Aetna and its board of directors will be soliciting proxies from Aetna
stockholders in favor of the merger. You can obtain more information about
Aetna's directors and officers and their beneficial interests in Aetna's common
stock from the SEC's Web site, http://www.sec.gov, and Aetna's Web site,
http://www.aetna.com. Updated information with respect to the security holdings
of these individuals will be included in the final proxy statement to be filed
with the SEC.

CAUTIONARY STATEMENT -- Certain information in this document concerning the
transaction with ING is forward-looking, including statements regarding the
amount of cash per share that Aetna's shareholders are projected to receive
from the transaction, the tax-efficient nature of the transaction, and Aetna's
expectation as to the closing date of the ING transaction. Certain information
in this document concerning Aetna's health business is also forward-looking,
including the future business prospects for Aetna's health business and Aetna's
expectations as to the future impact of certain actions and plans Aetna intends
to implement in its health business. Forward-looking information is based on
management's estimates, assumptions and projections, and is subject to
significant uncertainties, many of which are beyond Aetna's control. Important
risk factors could cause the actual future results to differ materially from
those currently estimated by management.

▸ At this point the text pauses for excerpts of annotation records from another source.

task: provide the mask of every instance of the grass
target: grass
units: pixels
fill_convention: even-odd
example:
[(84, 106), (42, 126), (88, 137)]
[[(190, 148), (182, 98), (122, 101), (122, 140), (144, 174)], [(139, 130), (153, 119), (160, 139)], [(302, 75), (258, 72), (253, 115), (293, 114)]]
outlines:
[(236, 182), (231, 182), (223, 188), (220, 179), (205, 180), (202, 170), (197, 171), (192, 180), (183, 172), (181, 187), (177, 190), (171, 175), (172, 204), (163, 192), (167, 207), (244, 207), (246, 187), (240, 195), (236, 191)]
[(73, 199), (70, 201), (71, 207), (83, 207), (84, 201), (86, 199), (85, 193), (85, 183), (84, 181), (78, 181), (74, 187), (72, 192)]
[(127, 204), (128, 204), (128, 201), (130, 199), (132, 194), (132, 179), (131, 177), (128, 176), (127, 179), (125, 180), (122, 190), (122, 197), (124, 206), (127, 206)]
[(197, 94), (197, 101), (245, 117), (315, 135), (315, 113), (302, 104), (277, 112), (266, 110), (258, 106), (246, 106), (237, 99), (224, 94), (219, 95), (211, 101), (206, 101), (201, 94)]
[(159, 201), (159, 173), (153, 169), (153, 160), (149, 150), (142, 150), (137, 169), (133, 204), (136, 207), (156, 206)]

Risk factors that could materially
affect statements made concerning the ING transaction include, but are not
limited to: the capitalization of Aetna on the closing date, including the
number of shares outstanding at that time; the timely receipt of necessary
shareholder, regulatory and other consents and approvals needed to complete the
transaction, which could be delayed for a variety of reasons related or not
related to the transaction itself; the fulfillment of all of the closing
conditions specified in the transaction documents; and the results of, and
credit ratings assigned to, Aetna's health business at and prior to the closing
of the ING transaction. Risk factors that could materially affect statements
made concerning the results of Aetna's health business include, but are not
limited to: continued or further unanticipated increases in medical costs
(including increased medical utilization, increased pharmacy costs, increases
resulting from unfavorable changes in contracting or recontracting with
providers, changes in membership mix to lower premium or higher cost products
or membership adverse selection); the ability to successfully integrate the
Prudential HealthCare transaction on a timely basis and in a cost-efficient
manner and to achieve projected operating earnings targets for that acquisition
(which also is affected by the ability to retain acquired membership and the
ability to eliminate duplicative administrative functions and integrate
management information systems); adverse government regulation (including
legislative proposals to eliminate or reduce ERISA pre-emption of state laws
that would increase potential litigation exposure, other proposals that would
increase potential litigation exposure or proposals that would mandate coverage
of certain health benefits); and the outcome of litigation and regulatory
matters, including numerous purported health care actions and ongoing reviews
of business practices by various regulatory agencies. For further discussion of
important risk factors that may materially affect management's estimates,
Aetna's results and the forward-looking statements herein, please see the risk
factors contained in Aetna's Securities and Exchange Commission filings, which
risk factors are incorporated herein by reference. You also should read those
filings, particularly Aetna's 1999 Report on Form 10-K and Report on Form 10-Q
for the period ended March 31, 2000 filed with the SEC, for a discussion of
Aetna's results of operations and financial condition.